Среди кабака, заняв два стола, выделялась весёлая компания молодых парней, грузчиков, пришедших с барками сюда вниз по Неве из разных концов России.
Пили они много, но юность и молодецкий задор не давали им впасть в опьянение. Усталь только развеялась от этого загула, в который пустились удальцы. У трёх-четырёх из компании очутились в руках домры и балалайки, один лихо погромыхивал в бубен, другой постукивал ножом в полуштоф, заменяя триангль, и этот импровизированный оркестр довольно ладно вторил широкой песне, которую выводили они все своими сильными, молодыми голосами. Из остальной публики тоже не мало мужских и женских голосов поддержали песню, и хор полился стройно, могуче, покрывая разладный гам и шум, наполняющий грязные стены закоптелого, тёмного кабака-притона.
Старинную песню выводили юные голоса. Пели о казацких разбоях на Волге-матушке на вольной реке.
Начал-залился запевала, а хор разом, сильно подхватил и повёл дальше:
Ещё не успел прозвенеть последний затяжной звук песни, выводимый сладким голосом запевалы, ещё, казалось, гудят октавы подголосков, а у столов загнусил ленивый и чёткий говорок ярославца-кабатчика:
— Ну, и што завели, Осподи помилуй!.. Песню какую, воровскую да бунтарскую. Того гляди, дозор мимо пройдёт, заслышит, и мне, и вам несдобровать, гляди!.. Ноне времена-то каковы, ась. Пей да пой, а сам на дыбу оглядывайся. Плюнь, братцы… Затяните што-либо иное, повеселее…
Парни, ещё сами находившиеся под впечатлением заунывно-мятежной песни, ничего не возражали осторожному Арсентьичу. Вмешался Жиль, уже стоящий здесь, словно наготове. Не смущаясь своей ломаной, малопонятной другим русской речью, он затараторил громко и решительно:
— Ньет! Зашем он не поиль эта песня?.. Кароши песни. Такой и у нас, а la belle France[1], все поиль… Такой.
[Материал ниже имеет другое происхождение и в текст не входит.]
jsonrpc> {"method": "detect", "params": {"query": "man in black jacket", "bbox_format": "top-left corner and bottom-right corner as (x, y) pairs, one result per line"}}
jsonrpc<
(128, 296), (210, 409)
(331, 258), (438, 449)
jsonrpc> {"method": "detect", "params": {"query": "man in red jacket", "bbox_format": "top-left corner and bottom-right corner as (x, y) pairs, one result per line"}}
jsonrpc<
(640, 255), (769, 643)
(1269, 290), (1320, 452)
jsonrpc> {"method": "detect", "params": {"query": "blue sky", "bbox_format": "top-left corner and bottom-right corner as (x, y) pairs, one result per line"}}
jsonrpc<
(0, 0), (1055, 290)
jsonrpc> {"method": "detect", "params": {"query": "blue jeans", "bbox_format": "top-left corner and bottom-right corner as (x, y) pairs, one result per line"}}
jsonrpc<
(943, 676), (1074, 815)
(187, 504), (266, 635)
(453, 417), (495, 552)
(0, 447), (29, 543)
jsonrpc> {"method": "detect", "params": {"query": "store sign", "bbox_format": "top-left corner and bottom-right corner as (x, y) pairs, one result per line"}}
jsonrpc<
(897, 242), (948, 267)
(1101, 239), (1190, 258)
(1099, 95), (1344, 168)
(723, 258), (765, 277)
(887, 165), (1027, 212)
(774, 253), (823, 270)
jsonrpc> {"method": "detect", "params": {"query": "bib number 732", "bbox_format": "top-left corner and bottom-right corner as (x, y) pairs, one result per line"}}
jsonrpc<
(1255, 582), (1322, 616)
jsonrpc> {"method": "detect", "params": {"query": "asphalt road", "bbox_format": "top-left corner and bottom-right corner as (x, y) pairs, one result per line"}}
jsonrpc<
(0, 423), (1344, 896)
Не находя русского выражения, он сделал широкий жест рукою.
— Я понимай карактер… Я плоко кавариль, но я понимай!.. Карош…
— Ты чево путаешься, крыса заморская? Прочь поди, немчура, пока цел! — бросил Жилю кабатчик, недовольный вмешательством. — Без тебя мы тута…
— Я ньет немшура, — не унялся Жиль, принимая задорный вид. — Немшура — пфуй!.. Я франсузки сольда… Ваш армэ взял мой на Дансик. Теперь императрис пускай менья на мой belle France… Я лупил ваш Русья… Я всо понимай…
— Француз, — недоверчиво протянул кабатчик, вглядываясь в Жиля. — Твоё счастье. Немцы нам и без тебя во как осточертели!.. Сиди, пей да помалкивай, коли так. А вы, слышь, робя, меня не подводите… Гляди, паря…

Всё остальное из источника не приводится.